Today's Second Reading is from the great "dream book" of John, the Book of Revelation. We learn that it is God Himself through the Angel who told John to write down these great scenes of future judgment and the glory that will come to Jesus and to those who are faithful to the Lamb. John writes from his exile along with many other Christians, exiled by the Emperor Domitian, to the Isle of Patmos. Today we think of countless Christians, driven from Moslem countries at a loss of possessions, employment, homeland and even their lives! Present-day persecution for The Faith, amounts to genocide. Governments that could help, are sadly so indifferent.

Why is this Sunday called Divine Mercy Sunday? It is so, because Pope John Paul II saw in the visions of a Polish Sister, Saint Faustina Kowalska, a message Jesus Christ wished the world to focus on more deeply: Christ's Divine Mercy! His Mercy is powerfully shown in today's Gospel as the newly-risen Savior appears to those who had betrayed Him, those who in weakness had run far away from the soldiers and from their Master in His three-hour agony and death.

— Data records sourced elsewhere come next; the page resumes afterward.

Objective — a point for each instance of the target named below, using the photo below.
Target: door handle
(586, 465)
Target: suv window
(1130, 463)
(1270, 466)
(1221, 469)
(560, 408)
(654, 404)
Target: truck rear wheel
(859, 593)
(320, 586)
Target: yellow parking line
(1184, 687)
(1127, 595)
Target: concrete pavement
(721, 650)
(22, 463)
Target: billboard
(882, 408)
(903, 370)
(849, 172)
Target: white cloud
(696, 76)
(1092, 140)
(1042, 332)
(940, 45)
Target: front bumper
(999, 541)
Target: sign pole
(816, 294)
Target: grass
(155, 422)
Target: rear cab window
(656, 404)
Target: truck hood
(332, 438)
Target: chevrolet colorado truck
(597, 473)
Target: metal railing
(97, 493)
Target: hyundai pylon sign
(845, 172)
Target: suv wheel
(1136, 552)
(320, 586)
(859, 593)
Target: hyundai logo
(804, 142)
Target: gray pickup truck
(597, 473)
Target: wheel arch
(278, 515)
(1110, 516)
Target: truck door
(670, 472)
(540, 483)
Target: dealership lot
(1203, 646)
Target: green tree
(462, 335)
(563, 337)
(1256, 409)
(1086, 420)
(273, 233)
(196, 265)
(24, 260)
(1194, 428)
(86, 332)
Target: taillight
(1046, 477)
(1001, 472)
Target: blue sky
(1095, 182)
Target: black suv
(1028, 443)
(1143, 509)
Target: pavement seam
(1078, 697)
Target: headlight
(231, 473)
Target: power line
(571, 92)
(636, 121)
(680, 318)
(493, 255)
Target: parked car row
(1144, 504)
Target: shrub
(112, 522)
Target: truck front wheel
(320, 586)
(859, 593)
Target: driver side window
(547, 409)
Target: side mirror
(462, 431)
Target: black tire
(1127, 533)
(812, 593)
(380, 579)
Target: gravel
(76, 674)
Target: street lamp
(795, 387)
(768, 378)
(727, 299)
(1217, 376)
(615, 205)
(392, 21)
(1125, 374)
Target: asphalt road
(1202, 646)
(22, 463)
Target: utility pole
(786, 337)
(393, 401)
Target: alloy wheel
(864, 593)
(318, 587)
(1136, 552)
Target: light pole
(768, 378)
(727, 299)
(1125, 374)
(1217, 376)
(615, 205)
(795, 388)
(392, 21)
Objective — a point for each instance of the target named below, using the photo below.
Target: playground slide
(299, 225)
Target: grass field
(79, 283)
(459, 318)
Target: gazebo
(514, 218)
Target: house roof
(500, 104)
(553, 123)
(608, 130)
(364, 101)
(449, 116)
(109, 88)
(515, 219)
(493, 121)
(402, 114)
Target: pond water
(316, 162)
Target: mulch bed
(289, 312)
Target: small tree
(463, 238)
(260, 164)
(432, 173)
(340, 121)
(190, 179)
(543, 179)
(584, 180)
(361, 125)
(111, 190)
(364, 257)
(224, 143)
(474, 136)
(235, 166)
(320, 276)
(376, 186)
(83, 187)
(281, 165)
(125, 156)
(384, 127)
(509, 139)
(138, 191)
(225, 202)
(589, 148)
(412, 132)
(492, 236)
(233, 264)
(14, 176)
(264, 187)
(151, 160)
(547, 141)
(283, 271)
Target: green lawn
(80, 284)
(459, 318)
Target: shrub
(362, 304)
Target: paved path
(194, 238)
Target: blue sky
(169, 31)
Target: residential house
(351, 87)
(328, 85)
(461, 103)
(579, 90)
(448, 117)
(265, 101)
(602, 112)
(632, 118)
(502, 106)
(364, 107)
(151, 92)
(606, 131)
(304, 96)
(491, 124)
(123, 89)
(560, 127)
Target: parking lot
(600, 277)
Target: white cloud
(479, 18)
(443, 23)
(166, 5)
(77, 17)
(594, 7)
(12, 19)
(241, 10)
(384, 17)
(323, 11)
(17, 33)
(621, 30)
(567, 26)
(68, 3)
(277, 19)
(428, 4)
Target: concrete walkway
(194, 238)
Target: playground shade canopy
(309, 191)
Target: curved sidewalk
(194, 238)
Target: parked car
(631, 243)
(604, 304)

As Jesus came through those locked doors where the Apostles were huddled in fear of arrest, He did not upbraid or condemn them, but said with loving compassion, "Peace be to You." He forgave them for their weakness their cowardice and their sinfulness. He continued to heal them of their doubts and fears. Secondly, he did not fire them from their ministry, but commissioned them to preach His Name to the ends of the earth. He restored His trust in them, and loved them even more. He would eventually send His Spirit to strengthen them with Power.

As Jesus showed His Divine mercy to His apostles on this Sunday, the Church urges us today to show our gratitude and belief in His never-failing forgiveness for our sins and betrayals of His love. He urges us to pray often for a world that has abandoned His commandments, ignored His words, and shunned His healing, Worst of all, they have failed to believe in His incredible mercy! We need to make reparation for the indifference of our world by our daily prayer and public witness!